Here are a few highlights from the slide show:

The story begins when Michael Bronstein met Celia Rabinowich around the turn of the last century in New York City. They were both Russian Jewish immigrants, starting a new life in America:

Michael, charismatic and handsome, became a successful butter and egg man, eventually opening a grocery store. His business grew and grew until he owned a chain of supermarkets called Fairmart.

Michael and Celia had six children: Morris, my grandma Leslie (standing next to her father), Ruth, Burke, Evelyn and baby Florence. Morris was sickly and died of rheumatic fever as a teenager.

When Burke took over the family business, Michael and Celia retired to Florida.
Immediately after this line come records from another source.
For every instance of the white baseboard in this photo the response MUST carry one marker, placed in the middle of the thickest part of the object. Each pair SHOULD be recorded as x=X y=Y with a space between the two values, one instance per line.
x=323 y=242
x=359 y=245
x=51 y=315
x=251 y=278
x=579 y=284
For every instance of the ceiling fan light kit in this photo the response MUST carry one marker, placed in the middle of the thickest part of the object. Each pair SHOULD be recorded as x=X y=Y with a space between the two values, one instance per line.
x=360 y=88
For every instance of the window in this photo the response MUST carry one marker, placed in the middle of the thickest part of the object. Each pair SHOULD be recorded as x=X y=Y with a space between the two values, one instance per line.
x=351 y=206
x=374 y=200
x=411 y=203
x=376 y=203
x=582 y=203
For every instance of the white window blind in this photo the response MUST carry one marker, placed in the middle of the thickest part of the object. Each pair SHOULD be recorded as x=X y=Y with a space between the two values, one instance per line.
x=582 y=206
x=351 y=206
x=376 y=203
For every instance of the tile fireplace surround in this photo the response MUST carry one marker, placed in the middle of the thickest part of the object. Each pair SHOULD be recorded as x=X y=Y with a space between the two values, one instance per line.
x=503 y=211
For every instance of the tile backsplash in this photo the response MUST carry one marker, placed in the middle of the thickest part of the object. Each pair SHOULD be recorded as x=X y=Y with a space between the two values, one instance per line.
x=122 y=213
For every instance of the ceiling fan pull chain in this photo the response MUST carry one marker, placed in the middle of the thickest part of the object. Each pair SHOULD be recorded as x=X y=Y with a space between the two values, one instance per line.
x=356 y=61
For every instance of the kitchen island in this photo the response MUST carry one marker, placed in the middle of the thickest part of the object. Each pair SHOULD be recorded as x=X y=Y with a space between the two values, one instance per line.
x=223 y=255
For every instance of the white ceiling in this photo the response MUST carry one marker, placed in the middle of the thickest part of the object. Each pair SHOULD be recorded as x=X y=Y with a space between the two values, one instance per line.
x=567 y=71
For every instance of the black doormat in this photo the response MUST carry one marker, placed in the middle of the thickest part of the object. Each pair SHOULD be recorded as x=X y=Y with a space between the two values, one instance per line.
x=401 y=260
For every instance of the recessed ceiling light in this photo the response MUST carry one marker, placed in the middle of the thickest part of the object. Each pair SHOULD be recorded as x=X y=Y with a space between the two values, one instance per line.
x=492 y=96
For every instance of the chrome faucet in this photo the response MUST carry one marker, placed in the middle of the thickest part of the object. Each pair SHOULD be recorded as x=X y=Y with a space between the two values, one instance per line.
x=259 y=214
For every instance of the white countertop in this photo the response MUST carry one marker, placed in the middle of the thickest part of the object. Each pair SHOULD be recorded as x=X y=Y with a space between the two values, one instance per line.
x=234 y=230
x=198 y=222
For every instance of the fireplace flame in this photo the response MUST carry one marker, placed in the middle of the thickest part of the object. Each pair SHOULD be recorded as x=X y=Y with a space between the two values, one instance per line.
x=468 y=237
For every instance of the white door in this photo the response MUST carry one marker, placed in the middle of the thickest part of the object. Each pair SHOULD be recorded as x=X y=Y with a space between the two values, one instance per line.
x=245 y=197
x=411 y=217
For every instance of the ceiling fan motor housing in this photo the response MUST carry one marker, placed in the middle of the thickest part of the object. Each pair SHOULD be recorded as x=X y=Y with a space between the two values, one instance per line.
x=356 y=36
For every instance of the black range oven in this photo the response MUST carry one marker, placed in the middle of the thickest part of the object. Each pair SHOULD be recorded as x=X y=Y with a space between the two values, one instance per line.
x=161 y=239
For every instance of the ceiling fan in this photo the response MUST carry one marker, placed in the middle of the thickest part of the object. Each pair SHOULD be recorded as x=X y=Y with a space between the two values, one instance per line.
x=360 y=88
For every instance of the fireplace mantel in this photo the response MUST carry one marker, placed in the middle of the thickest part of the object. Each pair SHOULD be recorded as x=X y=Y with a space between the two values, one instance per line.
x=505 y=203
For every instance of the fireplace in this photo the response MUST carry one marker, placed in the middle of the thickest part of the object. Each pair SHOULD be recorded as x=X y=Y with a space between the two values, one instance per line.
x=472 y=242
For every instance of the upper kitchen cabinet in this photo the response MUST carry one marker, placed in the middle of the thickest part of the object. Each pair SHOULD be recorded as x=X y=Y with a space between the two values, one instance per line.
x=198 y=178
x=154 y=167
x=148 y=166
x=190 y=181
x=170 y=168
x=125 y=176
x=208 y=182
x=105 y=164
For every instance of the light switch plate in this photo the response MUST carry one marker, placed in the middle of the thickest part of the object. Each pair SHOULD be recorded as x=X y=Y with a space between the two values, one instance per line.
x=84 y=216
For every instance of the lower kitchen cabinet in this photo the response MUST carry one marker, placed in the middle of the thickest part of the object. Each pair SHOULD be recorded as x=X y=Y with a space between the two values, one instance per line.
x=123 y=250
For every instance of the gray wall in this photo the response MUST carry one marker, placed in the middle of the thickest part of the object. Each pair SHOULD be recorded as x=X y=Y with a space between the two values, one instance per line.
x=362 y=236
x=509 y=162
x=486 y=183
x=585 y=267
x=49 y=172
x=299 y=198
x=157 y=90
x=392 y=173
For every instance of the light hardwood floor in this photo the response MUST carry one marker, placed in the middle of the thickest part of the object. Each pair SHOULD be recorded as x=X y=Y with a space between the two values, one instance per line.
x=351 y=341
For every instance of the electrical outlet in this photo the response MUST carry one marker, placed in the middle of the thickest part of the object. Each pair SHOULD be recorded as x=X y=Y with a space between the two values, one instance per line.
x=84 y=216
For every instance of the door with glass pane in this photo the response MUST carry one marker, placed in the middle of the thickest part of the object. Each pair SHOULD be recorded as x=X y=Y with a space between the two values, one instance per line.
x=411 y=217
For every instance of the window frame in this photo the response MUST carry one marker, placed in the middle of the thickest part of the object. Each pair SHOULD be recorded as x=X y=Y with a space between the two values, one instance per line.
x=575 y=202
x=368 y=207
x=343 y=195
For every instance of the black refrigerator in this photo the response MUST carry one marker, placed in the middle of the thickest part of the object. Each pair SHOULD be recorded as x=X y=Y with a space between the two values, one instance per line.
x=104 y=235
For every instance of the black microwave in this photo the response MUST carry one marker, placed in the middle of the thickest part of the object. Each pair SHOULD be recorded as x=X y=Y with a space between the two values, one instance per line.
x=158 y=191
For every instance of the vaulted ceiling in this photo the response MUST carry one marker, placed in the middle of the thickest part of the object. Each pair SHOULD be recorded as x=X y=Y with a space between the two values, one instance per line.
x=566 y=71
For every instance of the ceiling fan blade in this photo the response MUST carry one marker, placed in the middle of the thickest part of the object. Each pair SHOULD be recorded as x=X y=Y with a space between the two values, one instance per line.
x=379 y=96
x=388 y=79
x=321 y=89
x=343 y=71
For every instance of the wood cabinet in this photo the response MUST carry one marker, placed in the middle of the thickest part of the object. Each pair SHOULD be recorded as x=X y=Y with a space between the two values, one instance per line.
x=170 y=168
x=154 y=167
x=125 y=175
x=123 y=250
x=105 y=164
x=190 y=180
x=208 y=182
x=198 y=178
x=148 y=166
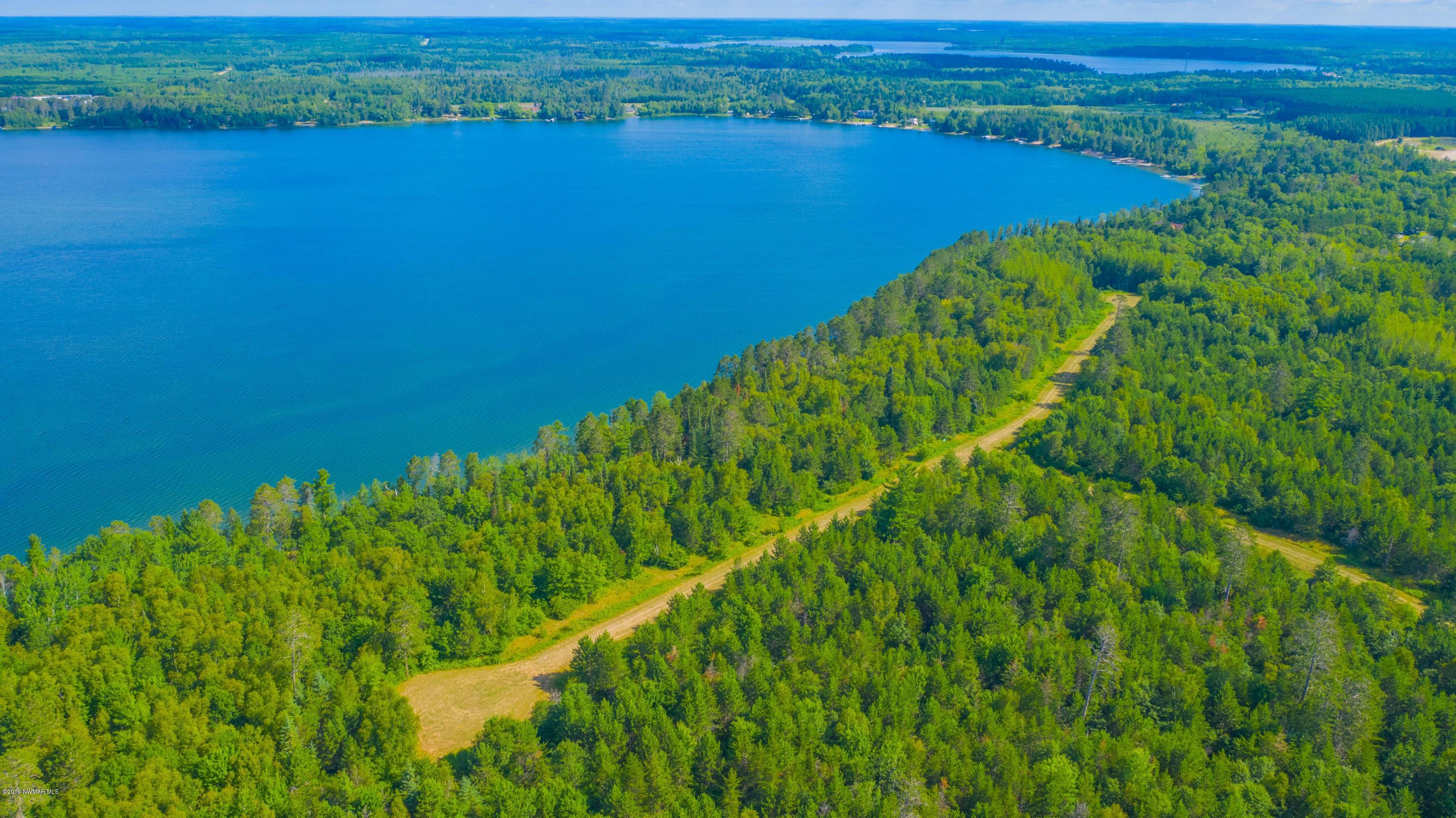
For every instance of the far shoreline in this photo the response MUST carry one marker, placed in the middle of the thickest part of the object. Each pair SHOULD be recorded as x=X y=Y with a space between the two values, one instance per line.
x=1196 y=183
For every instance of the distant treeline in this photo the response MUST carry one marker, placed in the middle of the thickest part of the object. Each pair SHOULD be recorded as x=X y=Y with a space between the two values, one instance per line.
x=245 y=78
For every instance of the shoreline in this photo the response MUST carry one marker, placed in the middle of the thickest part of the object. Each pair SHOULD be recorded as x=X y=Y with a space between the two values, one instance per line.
x=1196 y=183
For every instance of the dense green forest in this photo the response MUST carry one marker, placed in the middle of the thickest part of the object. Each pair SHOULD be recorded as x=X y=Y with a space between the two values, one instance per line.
x=1069 y=629
x=236 y=73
My grandma Leslie wanted to marry her high school sweetheart -- a starving lawyer, as they said in those days -- but her father refused because he wanted someone more successful. She married my grandpa Jacob Alexander Ronder and had three children, Joan, Zachary and my mother Elisabeth. Zachary only lived a week or so. Joan later named her firstborn child after him.

That's my mom with the thick, curly hair that I didn't inherit. During the 1960s when long, straight hair parted in the middle was in style, I was happy not to have the curls.

I have my dad's straight hair, but my face is definitely Beth's, as she was called. Is that me, or is that me with the devilish smile? Actually, it's my mom as a little girl.

The picture below is me at about the same age. Same smile, same eyes that "wrap around the block," as my grandma Leslie liked to say. I've been asked twice if I were from Afghanistan, which isn't that far from the Ukraine of my mother's ancestors. One was an Afghan woman who taught ESL at Adult School with me. She claimed I look like the famous refugee on the cover of Life Magazine with the piercing green eyes (I wish!) and the other was a Pakistani immigrant at a gas station. He asked me where I was from, but didn't buy my answer: Santa Cruz. Before that? he asked: San Diego. Before that? New Jersey. I asked him why he wanted to know where I was from. He said, "You look like Afghan woman to me." I think it's the eyes, and maybe my olive complexion.

Here are my grandparents Jack and Leslie Ronder with their daughters Joan and Beth at the 1945 Bronstein Family reunion:

Joan married Arthur Domike in 1950 (below). They're celebrating their 60th anniversary next year, but haven't decided where. Maybe New Zealand where their son Zack and his Chilean wife live.

(left to right) Jack Ronder, his wife Leslie Bronstein Ronder, their daughter Joan and her husband Arthur Domike, and on the right, my mother Elisabeth "Beth." She married my dad John George three years later at the age of 23.

Joan and Art are 83 years old and still together. They are politically active, play tennis, travel, and attended our Bronstein Reunion.

Their children Zack, Steffi and Julie grew up in South America when Art was working for the U.N. I got to know them when I was a teenager. They're my only cousins and I feel as close to them, as if I had siblings. Here's a picture of my "hippie" cousins (alias John Lennon, Meryl Streep and Joan Baez), about the time they moved back to the U.S.

Standing L-R: Arthur, Joan and Zack Domike.
Seated L-R: Julie and Steffi Domike, circa 1971.